"If ye love wealth better than liberty, the tranquility of servitude better than the animating contest of freedom, go home from us in peace. We ask not your counsels or your arms. Crouch down and lick the hands which feed you. May your chains set lightly upon you, and may posterity forget that you were our countrymen."

Saturday, 29 May 2010

Not Again!

Here's a tough one for Cameron.  Chief Secretary to the Treasury David Laws has quickly gained a reputation for being a man whose actions match his tough words on cutting waste in government departments but he's now up to his eyes in an expenses row.

From 2004 to 2009 he claimed the cost of renting a room in his partner's home - sums varying between £700 and £950 per month - and has already referred himself to John Lyon,  the Parliamentary Standards Commissioner  He's also apologised and said he will repay the money (£40k) immediately.  He says it was done to protect the privacy of himself and his partner and that there was no profit motive.

Mr Laws also made a series of claims every month for maintenance, repairs, telephone bills and utilities.

Why didn't he sort this out last year when the expenses scandal was at its height?  Whatever happens now, he's tainted and it's such a  let-down.

Law's partner, James Lundie, works for Edelman UK, "the largest independent lobbying firm in the UK marketplace".  He formerly worked as an advisor to Paddy Ashdown and Charles Kennedy.  At the time of writing this, Edelman's website is down so I can't provide the link.

Btw - is £950 a month the going rate for renting a room in a flat in London these days?  If so, did Mr Lundie declare it to the taxman?  I also wonder if all this had something to do with David Laws' non-appearance at Question Time - talk about coincidence.
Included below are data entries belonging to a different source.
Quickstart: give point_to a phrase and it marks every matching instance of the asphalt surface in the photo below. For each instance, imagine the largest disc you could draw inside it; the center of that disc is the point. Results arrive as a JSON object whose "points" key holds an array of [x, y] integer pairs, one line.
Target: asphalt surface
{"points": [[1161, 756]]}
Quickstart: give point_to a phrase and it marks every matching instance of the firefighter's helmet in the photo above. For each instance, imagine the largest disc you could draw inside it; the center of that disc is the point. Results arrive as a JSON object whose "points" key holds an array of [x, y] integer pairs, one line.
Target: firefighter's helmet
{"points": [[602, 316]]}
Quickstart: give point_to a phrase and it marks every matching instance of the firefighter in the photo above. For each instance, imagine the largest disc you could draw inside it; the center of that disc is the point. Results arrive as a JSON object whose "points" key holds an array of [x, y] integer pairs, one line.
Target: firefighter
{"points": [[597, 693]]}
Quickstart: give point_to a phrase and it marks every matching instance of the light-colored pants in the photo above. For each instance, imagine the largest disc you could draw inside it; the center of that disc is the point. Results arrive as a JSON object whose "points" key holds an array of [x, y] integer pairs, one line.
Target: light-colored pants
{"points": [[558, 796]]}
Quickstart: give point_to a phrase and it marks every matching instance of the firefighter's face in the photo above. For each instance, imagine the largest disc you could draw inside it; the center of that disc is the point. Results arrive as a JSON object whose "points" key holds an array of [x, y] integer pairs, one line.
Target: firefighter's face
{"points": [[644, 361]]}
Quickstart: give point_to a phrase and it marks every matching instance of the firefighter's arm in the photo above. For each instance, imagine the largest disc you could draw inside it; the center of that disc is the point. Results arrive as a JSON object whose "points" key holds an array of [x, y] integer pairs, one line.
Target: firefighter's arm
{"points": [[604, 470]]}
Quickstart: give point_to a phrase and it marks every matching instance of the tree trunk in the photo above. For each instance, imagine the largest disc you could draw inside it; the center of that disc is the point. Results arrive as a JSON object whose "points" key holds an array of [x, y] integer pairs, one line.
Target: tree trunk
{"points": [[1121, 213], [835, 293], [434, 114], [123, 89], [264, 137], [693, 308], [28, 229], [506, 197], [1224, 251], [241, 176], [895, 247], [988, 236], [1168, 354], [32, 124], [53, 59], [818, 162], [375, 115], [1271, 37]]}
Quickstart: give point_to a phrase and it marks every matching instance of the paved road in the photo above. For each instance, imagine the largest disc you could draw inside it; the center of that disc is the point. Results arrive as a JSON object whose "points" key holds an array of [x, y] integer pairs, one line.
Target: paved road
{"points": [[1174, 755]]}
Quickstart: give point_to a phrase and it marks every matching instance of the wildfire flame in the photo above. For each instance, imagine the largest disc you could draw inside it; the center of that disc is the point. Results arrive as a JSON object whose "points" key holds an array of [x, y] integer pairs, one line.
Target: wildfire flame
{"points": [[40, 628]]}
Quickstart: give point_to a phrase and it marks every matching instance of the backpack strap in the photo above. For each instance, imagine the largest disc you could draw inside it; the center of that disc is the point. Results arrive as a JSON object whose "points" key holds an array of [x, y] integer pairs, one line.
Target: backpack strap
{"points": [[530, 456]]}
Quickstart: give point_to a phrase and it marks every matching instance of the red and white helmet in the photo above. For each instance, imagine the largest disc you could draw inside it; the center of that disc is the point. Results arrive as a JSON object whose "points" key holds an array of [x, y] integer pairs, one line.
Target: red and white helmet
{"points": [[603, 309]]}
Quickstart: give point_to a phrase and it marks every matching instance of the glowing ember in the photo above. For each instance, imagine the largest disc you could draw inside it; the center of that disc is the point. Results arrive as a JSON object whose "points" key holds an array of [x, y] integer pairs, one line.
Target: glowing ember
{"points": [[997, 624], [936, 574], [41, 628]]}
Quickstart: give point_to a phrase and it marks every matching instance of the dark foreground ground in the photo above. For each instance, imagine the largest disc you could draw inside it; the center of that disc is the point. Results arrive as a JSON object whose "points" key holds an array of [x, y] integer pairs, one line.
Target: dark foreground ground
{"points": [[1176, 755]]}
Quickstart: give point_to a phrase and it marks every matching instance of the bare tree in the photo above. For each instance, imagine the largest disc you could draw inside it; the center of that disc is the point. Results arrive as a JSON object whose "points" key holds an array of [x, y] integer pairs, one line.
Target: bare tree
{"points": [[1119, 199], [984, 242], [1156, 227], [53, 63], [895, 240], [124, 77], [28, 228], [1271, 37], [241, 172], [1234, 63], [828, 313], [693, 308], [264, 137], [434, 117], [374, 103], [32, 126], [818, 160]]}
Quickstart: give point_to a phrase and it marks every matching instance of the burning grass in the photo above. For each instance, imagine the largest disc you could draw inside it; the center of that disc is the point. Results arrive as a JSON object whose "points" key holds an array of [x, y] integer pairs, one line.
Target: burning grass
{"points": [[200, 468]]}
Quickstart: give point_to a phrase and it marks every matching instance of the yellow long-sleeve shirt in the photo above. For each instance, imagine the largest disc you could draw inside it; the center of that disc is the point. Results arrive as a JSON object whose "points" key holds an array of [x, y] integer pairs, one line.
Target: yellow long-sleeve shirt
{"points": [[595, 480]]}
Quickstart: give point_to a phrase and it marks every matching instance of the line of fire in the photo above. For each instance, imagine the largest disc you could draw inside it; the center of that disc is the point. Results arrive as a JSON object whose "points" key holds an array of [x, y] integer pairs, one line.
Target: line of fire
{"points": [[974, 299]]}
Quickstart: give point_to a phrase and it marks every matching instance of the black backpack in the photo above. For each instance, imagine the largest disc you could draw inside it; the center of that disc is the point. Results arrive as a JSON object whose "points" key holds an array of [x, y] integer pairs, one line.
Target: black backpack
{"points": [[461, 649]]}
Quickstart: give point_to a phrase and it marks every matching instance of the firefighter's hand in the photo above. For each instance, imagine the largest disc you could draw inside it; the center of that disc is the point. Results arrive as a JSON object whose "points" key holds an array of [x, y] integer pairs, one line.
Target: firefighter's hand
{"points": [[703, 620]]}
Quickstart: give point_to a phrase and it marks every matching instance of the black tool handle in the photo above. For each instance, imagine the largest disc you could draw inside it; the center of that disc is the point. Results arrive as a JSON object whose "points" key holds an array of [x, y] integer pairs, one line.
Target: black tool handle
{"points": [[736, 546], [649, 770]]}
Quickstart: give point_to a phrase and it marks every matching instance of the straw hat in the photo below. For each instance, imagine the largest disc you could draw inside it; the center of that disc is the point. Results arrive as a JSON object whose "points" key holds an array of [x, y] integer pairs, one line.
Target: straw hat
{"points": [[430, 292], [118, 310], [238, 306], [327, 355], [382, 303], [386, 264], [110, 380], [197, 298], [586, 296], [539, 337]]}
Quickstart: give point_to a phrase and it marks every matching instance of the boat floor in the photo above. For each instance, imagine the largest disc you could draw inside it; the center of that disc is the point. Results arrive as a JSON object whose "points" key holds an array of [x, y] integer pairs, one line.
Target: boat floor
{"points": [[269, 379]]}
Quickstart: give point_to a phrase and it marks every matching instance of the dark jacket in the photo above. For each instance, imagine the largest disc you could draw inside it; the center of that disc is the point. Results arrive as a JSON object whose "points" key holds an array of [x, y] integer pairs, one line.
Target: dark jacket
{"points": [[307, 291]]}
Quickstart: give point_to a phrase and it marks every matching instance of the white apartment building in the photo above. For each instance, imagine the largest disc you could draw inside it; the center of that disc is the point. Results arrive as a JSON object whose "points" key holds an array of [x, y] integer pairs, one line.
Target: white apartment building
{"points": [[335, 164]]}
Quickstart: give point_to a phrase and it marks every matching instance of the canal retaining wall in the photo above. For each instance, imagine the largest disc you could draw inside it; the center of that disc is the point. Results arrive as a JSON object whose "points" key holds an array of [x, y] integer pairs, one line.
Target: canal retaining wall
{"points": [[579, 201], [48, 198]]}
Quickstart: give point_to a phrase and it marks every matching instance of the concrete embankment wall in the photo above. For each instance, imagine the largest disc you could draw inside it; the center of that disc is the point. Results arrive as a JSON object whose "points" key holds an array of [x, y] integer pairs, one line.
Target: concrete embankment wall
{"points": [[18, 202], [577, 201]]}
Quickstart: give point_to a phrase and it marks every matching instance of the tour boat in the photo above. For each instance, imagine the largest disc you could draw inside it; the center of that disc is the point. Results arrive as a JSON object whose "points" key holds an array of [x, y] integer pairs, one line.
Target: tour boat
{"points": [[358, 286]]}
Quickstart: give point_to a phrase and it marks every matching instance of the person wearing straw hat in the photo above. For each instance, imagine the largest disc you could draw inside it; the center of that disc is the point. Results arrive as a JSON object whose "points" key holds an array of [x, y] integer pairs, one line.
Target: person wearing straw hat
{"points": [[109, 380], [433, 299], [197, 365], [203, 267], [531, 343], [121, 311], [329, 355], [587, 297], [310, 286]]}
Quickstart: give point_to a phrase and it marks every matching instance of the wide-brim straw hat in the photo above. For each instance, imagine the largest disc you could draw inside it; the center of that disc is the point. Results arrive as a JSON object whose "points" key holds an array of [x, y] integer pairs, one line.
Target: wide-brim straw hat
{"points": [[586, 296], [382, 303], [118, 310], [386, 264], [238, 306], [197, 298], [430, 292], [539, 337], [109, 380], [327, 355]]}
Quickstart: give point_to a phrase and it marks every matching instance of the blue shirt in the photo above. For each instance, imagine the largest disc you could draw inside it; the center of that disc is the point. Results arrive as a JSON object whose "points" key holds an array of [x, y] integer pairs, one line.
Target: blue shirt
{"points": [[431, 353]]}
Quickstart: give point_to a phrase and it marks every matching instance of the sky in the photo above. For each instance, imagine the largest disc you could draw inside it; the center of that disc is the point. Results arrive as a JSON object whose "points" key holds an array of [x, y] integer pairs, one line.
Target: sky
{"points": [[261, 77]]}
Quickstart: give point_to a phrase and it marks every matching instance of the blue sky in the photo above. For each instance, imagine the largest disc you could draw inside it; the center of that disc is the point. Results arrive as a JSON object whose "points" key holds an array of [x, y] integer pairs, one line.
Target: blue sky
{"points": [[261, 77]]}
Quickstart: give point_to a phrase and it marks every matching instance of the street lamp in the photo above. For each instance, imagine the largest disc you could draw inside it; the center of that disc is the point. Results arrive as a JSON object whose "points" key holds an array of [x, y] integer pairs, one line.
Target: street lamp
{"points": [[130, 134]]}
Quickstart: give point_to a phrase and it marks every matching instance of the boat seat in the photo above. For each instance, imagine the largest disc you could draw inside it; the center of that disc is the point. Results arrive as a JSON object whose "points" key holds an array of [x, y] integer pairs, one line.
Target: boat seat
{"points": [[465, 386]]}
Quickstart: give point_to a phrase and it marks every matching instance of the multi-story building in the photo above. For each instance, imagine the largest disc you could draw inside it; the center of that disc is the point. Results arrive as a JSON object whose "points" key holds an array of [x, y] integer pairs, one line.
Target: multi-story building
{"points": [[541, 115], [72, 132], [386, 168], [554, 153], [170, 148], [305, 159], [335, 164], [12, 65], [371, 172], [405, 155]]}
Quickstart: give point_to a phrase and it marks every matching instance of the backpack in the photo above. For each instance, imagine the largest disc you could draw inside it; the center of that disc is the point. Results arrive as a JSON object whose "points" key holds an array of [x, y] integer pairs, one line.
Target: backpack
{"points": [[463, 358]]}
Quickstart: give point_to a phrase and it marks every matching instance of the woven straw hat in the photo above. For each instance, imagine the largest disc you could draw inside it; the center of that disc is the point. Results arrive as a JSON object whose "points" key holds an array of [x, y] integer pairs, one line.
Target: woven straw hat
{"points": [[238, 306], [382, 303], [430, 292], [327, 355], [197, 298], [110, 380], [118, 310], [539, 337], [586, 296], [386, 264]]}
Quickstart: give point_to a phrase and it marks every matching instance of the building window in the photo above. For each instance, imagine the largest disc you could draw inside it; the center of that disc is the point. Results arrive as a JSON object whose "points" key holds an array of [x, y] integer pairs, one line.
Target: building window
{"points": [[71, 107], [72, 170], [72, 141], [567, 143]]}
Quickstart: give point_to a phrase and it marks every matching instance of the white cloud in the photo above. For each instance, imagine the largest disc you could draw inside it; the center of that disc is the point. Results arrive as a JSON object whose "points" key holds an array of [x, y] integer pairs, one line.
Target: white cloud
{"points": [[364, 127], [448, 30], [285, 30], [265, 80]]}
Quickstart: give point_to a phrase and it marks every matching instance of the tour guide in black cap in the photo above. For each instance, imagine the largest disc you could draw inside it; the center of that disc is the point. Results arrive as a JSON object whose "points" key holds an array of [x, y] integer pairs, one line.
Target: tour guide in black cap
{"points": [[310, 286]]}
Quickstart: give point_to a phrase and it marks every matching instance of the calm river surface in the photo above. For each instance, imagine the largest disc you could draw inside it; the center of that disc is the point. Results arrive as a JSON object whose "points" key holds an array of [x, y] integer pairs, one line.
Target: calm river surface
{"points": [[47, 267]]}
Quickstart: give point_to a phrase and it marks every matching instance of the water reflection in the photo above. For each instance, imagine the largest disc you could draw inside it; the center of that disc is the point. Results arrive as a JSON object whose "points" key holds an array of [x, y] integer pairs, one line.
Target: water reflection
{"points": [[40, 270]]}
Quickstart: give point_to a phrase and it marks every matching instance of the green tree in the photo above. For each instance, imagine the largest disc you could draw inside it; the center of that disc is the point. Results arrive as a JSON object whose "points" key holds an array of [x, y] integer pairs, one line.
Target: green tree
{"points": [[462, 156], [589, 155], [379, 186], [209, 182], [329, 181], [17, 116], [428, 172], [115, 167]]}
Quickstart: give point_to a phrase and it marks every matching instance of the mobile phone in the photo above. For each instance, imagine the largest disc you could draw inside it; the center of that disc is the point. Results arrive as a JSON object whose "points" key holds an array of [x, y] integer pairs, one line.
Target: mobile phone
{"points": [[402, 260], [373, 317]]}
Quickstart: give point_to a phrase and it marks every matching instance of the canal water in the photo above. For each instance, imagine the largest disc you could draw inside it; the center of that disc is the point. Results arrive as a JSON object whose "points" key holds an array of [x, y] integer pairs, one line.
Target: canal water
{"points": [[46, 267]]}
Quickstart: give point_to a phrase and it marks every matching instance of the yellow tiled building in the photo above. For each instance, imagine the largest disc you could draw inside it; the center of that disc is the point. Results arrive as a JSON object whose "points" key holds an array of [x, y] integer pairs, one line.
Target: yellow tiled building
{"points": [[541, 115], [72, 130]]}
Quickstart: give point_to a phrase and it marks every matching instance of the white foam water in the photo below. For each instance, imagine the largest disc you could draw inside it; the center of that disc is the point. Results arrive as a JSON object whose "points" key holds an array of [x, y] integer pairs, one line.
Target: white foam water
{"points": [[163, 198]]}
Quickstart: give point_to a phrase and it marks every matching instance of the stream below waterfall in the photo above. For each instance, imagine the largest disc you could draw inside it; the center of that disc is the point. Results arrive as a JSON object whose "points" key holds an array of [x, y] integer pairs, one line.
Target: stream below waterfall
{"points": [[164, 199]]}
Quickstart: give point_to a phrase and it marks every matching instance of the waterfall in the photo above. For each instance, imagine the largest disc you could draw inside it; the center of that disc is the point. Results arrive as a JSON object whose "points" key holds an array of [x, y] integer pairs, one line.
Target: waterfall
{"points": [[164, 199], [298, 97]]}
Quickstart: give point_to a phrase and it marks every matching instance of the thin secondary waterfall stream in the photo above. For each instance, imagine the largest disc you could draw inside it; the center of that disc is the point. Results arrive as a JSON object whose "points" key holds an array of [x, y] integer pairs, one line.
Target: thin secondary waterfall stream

  1. Hello GV, cynical I know but I wonder why this was not disclosed prior to 6th May when pound to a penny it was known?

    'New' politics seems much like 'Old' politics - what a surprise, not!

    Nice take on the story, by the way.

  2. As predicted we now have another house full of fools GV. Give it another two parliaments and we will welcome dictatorship. That's the plan.

    Right here, right now that dictator is being groomed.

    Could you put those little sweary faces here, that Spidey's got at his place, for use of your commentators?

    I need them!!!

  3. I tend to agree Mr W - surely he must have realised how it would look? The timing bothers me though - it's too convenient considering the acclaim he's received since taking over the Chief Sec's job. If Mandelson was still in government ... ... but Balls is still there and no doubt Whelan and McBride are hovering around him (like flies).

    Sorry, Incoming, no sweary faces here - I think that's another comments format so you'll just have to keep it inside your head :-) (as you can see, we can't even do smiley faces here!)

  4. Yes, Laws should've come clean earlier, but I do find calls (from the left) for his head to be somewhat hypocritical, given that Darling was guilty of flipping and CGT fraud - and he kept his job.

    Laws has talent, and for that reason, I hope he stays. He will have to find a way to redeem himself.

  5. It's true that other MPs & Ministers have done much worse than he has, Fausty, but the country's still really angry about expenses, flipping/CGT and tend to see things in black & white. The Left are crowing too and would love to take him down (because he looks like being good at his job).

    It's a shame he felt it necessary to hide his sexuality - if he'd been open, all this wouldn't have happened. If he had 'come out' he'd have been able to claim more through the Green Book rules - so, in a way, he saved taxpayers' money!

    That he didn't come clean last year shows poor judgement on his part - he probably never believed he'd be a part of government nor expected to be put under such close scrutiny. Let's hope they can find an honourable way out of it.

  6. AnonymousMay 29, 2010

    If he wanted to protect his privacy he would not have made fraudulent claims in the first place.

  7. If he'd wanted to protect his privacy he wouldn't have become a politician in the first place.

    As Paddy Ashdown has kept saying today he could earn far more in the private sector.

  8. Anon, no-one disputes that he did wrong and his judgement was flawed.

    The coalition seems to be keeping his seat warm for him SR - we'll just have to wait for the outcome of the inquiry to see if he goes to the private sector. I just think it's a shame it's all predicated on his sexuality, in this day and age. He should have been honest from the outset.